May 8, 1945: As I remember ...
By Willy Wenger
May 5, 2013
I was in the final battle for Berlin - from the Seelow Heights up to the last bitter street fighting in the vicinity of the bunker of Adolf Hitler. All Berliners participated in this, the bloodiest battle on German soil. The city had already included for some days troops of the Red Army.
Knowledge of the possiblity of being liberated by the Twelfth Army under the command of young General Walther Wenck must have been what gave us the hope and the courage to endure. But General Wenck came up only as far as Potsdam.
"Then was the terminus." Those were his words as I heard them from him in Geneva in 1966, a time that I was able to talk to him about it.
At right, Willy Wenger right before his 87 birthday.

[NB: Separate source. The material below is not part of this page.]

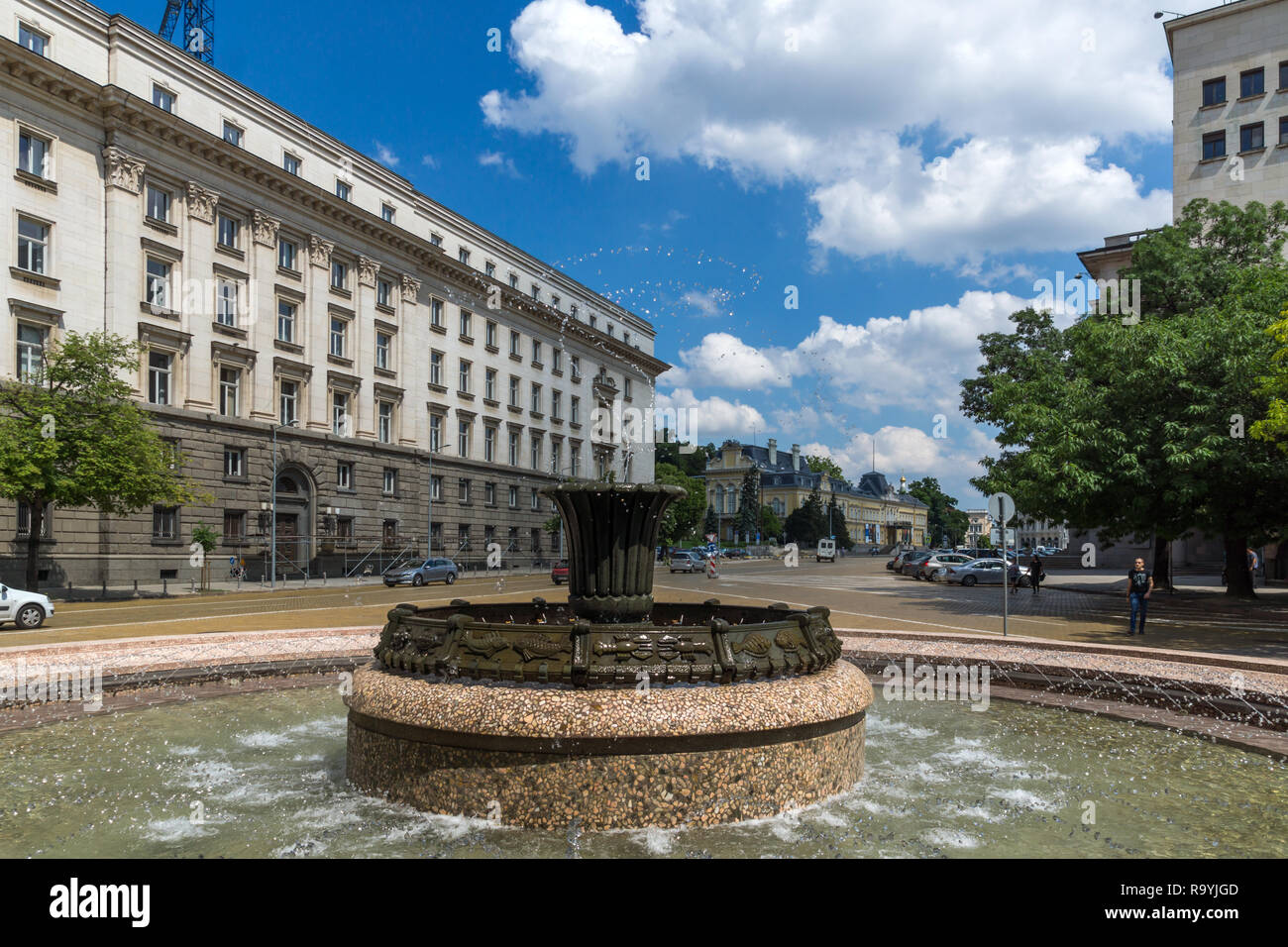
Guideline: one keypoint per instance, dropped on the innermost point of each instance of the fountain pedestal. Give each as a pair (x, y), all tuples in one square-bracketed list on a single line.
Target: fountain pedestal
[(612, 710)]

The war ended on 8 May 1945. Immediate peace should have followed, but it was different. Families waited for husband or father, but so many were languishing in prison camps under inhuman treatment. (The Rhine meadows camps, most people still don’t know about today.) Women, longingly expecting their husbands to return, were often enough raped by occupying troops - especially in the East.
I myself personally know some soldiers who were delivered by the Americans and Russians to spend many years in Russian camps, leading a most terrible life. Erich Hartmann, the most successful fighter pilot in the world; Fritz Schröter, who was Poldi's* group commander; or Wilhelm Rauch from Bad Gleichenberg, now a spa director, was held ten years in Siberia.
Albin Laggner, my wife's brother, was heavily wounded on the day of capitulation in Czech territory and was beaten almost to death. Then, with other wounded, he was made to lay down on the road to be run over by tanks. A Czech woman, feeling pity for the 17-year old, pulled him out of the road at the last second, while others were being crushed by tank tracks.
These may be anecdotal, but there are thousands of similar stories. And these victims remained silent, as they did not want to be reminded of the horrors they experienced and one has to respect that. Even so, they were usually innocent victims.
A monument should be built to the German women. It was they, in German cities night after night with their children, often having to remain in the freezing cold of the shelter when Allied aircraft of up to a thousand machines carried out their carpet bombing on the defenseless civilian population down below. Instead, the British commander responsible for this area bombing gets a monument located in the English capital.
I want to avoid arousing hatred, but justice should prevail in the world and reporting should correspond to the facts. The war that really no one wanted was brought to the German people, and not vice versa.
*Poldi is Willy's older brother, Oberleutnant Leopold Wenger, who died after being shot down over Vienna in April 1945.